Last-second stop at the drug store for lube and condoms. Clerk said "So uhmmm...that's a done deal, huh?"
High five!
i was just outside smoking and i saw a hooker sing "i wish i knew who your daddy was" to her new born baby. someone explain to me why i ever left chicago to go to college...
i just made mint juleps with bourbon and fresh breath strips. i am the macgyver of alcohol.
Just an fyi, teatherball while wasted might be the hardest sport ever.
I keep waking up with the nagging feeling I gave him half a hand job through his shorts.

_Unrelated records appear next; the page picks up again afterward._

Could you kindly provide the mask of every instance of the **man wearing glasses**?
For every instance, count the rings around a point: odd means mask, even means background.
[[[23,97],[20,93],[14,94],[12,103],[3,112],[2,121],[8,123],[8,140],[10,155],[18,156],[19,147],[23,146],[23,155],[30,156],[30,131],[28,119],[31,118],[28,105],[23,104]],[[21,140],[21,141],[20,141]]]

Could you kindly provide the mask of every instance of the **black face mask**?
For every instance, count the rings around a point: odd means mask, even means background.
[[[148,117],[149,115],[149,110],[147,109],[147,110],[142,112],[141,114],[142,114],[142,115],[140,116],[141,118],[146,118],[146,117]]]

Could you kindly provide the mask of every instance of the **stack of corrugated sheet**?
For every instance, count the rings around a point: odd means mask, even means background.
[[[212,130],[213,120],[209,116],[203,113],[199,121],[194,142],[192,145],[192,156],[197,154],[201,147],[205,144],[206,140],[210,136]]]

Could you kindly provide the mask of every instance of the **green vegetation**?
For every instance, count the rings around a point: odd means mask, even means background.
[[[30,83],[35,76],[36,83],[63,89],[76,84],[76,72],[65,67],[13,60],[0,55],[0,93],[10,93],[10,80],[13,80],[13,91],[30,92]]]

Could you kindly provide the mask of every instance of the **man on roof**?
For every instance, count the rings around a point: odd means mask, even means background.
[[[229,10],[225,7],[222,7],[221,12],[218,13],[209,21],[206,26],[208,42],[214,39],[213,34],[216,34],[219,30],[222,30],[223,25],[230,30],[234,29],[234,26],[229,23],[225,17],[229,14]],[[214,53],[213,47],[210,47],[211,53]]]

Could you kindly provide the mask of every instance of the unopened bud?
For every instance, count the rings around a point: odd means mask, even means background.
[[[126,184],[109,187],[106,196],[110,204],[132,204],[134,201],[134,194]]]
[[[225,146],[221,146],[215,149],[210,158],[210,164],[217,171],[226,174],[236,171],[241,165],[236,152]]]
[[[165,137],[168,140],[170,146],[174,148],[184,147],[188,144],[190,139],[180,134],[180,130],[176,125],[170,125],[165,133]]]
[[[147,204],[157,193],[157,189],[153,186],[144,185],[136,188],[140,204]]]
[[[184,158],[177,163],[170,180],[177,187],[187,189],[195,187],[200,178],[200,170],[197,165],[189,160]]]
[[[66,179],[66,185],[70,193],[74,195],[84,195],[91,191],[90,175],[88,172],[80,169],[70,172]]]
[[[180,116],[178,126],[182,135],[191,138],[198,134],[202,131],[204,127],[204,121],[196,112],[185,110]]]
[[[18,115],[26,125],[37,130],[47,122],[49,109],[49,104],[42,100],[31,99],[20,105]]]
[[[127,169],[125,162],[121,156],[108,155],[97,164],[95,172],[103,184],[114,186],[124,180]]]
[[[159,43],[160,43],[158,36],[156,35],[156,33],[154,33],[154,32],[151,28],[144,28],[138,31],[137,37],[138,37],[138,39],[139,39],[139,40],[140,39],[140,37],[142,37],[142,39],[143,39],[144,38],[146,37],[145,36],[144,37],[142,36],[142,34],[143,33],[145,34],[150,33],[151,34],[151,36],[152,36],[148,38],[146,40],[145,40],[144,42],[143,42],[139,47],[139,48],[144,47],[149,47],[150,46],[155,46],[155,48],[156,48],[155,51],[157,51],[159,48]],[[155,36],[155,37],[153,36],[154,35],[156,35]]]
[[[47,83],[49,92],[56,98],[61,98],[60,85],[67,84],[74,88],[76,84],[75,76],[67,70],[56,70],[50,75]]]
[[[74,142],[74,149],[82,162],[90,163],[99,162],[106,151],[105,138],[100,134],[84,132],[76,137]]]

she said she was living bicuriously through me.
I have your dog in a headlock. Se wants my mushrooms.
I was so proud to be driving sober that I wanted to get pulled over so I could tell the officer I hadn't been drinking.
He was dressed in a pink dressing gown feeding people ketamine from a plastic sword he called Excalibur. how was your Monday?
You know you gotta reevaluate your life when the first thought that comes to mind after you wake up is 'at least I'm still alive'
I have a boner in one of my pics with her which no one noticed.
I just drunk texted the Italian guy and now I’m flooded with Shane. Uh, shame, not Shane. He sounds nice, though.
All I remember is that I was trying to call my wolf pack by howling.
I am listening to my ipod while i puke, this is most entertaining hangover i have ever had.
I don't care. It's wine Wednesday get your gameface on.